Нет, на самолет он никак не успевает. Элизабет убьет его.

В аэропорте Нашвилла суматохи было меньше, чем обычно в праздничные дни. Элизабет приехала на час раньше – ей не терпелось увидеть девочек.

Наконец в толпе пассажиров она разглядела Стефани. Как обычно, ее дочка была сама аккуратность – отутюженные брюки цвета хаки, белая водолазка, черный пиджак. Каштановые волосы стягивал черный бархатный обруч. Еще в детстве в Стефани угадывалась грация и благородство.

Элизабет обняла старшую дочь:

– А где сестра?

– Мы в самолете сидели врозь.

Джеми появилась в зоне выдачи багажа последней. Она выделялась в толпе ростом – примерно метр восемьдесят, прической – светлые, мягкие, волнистые волосы доставали почти до пояса – и, наконец, нарядом. На ней были черные кожаные брюки в обтяжку, черная рубашка и черные солдатские ботинки.

Она продиралась через толпу, как нападающий футбольной команды.

– Это был самый ужасный полет в моей жизни, – заявила Джеми, вместо того чтобы поздороваться. – Рядом сидел ребенок, место которому в исправительном заведении. – Она чмокнула Элизабет в щеку. – Привет, мам. Ты выглядишь какой-то уставшей. А где папа?

Элизабет рассмеялась:

– Привет, детка. Твой отец на день задерживается. Делает важный репортаж.

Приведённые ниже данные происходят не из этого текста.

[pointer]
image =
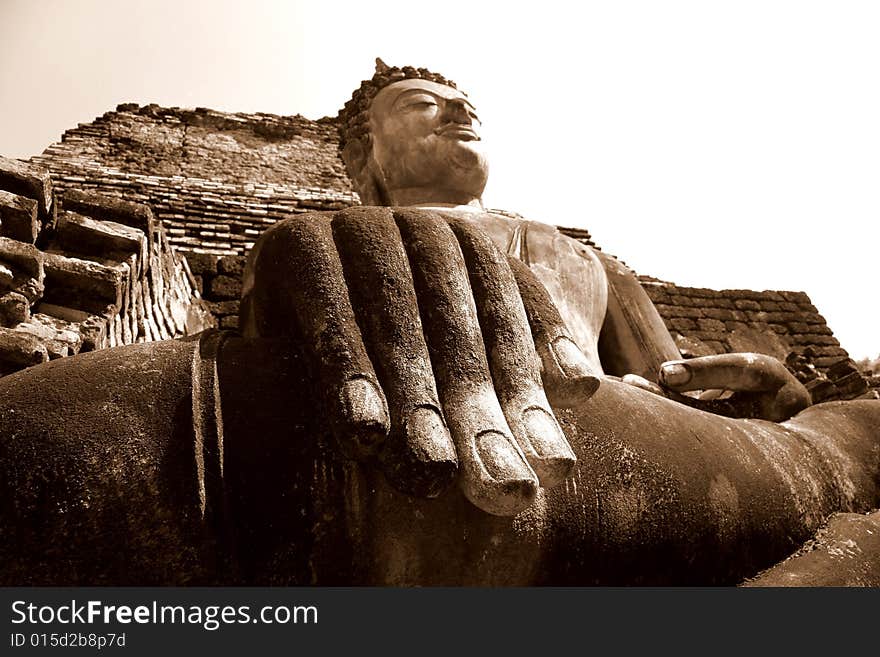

– Вот это сюрприз! – Джеми едва перевела дух и тут же продолжила: – Они бы еще побольше кресел в самолет напихали! Прямо как будто на лилипутов рассчитывают.

Когда они подъехали к дому, Джеми все еще что-то оживленно рассказывала.

Отец с Анитой ждали их на крыльце.

Джеми вылетела из машины с развевающимися волосами и с разбегу бросилась в объятия деда.

Элизабет и Стефани забрали багаж и последовали за ней.

В доме пахло Рождеством. Еловые ветки украшали камин, благоухал корицей свежеиспеченный тыквенный пирог.

Весь день они болтали, играли в карты и заворачивали подарки в красивую бумагу. В полдень Стефани с Анитой скрылись на кухне, чтобы приготовить соус и овощи. Элизабет осталась в гостиной – они с Джеми и отцом играли в покер на спички.

– Расскажи нам, детка, – потребовал отец, попыхивая трубкой и разглядывая свои карты, – как у тебя идут дела в Джорджтауне?

– Непросто, – пожала плечами Джеми.

Это удивило Элизабет. Когда Джеми бывало нелегко, она в этом обычно не признавалась.

– В чем дело, что-то не так?

– Мама, не драматизируй, пожалуйста. Просто трудный семестр.

– А как твое плавание? – спросил отец. – Мы увидим тебя на следующих Олимпийских играх?

Когда Джеми было одиннадцать, одержав свою первую победу на соревнованиях, она заявила, что когда-нибудь завоюет олимпийское золото.

– Без всяких сомнений, – широко улыбаясь, заверила она. Но улыбка была какой-то странной. Неестественной. Элизабет хотела что-то сказать, но в этот момент в комнату вошла Анита. В руке она держала телефон.

– Птичка, это Джек.

Элизабет сразу поняла, что ее ждет невеселая новость.


Элизабет спала плохо, всю ночь проворочалась с боку на бок. Наконец в пять утра она сдалась, встала, оделась и спустилась вниз.

Вчера Джеку не удалось вырваться. Возникло какое-то важное препятствие. Репортаж получился великолепным. Я приеду завтра. Обещаю.

Элизабет заварила себе чашку чая и пошла в гостиную. Там, на кофейном столике, стояла красная картонная коробка с елочными украшениями. Видимо, отец оставил ее для Элизабет со вчерашнего вечера.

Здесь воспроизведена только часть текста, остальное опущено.